The marketing and advertising industries have every reason to be concerned, the figures suggest. Enders Analysis is predicting a 3% drop in ad spend if the current counting down of the political clock carries on until the end of March and the UK leaves the EU with no deal. It would be the first annual drop since the disastrous global financial meltdown which saw spend drop 13% in 2009.
If an orderly withdrawal can be orchestrated, with an agreed deal in place between the UK and the EU, the Enders figures suggest ad spending will increase by 2.7%. The choice is effectively between a 3% dip and a near 3% increase.
The concern is mirrored by figures in Marketing Week which show that for the first time in a decade, marketers revealed an even balance between those who expect to cut spend and those who expect to increase it. It means that overall, budgets are not expected to grow up. It is notable because the figures have shown a positive increase in budget for the past six years.
Clearly, there is huge concern, and adland already had its plea ready to deliver to Downing Street.

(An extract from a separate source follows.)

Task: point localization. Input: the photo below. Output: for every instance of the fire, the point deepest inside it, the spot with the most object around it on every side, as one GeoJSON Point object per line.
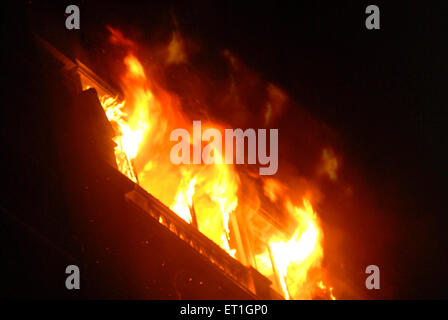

It just needed the timing to be right, and a massive vote against the current Withdrawal Agreement was that moment. It is worth remembering that the default legal position, if not deal can be found, is a no deal Brexit. However, Parliament has already passed an amendment that could withhold money from the Government if it pursues a no deal Brexit, signally there is not a majority in favour of a no deal Brexit, just as there is no approval on May's deal.
Today is the opposition's last attempt to seize control but its Vote of No Confidence in the Prime Minister is unlikely to pass when she commands a small minority that either do not want another election or cannot bring themselves to support a motion against their own leader or temporary ally brought forward by Jeremy Corbyn -- in many cases, both.
So, yes -- my reading is that we will be moving another inch closer to a second referendum in around a month's time. The next few weeks will be devoted to Theresa May seeking to come up with another plan as Parliament possibly sets itself the same task. If consensus cannot be reached, a second vote seems the most plausible way to put the question back in the hands of the electorate.
For today, however, the news is very clear. Marketing and advertising are joining other business leaders in warning that a no deal is, in their opinion, so bad for the country that it must be removed from the table.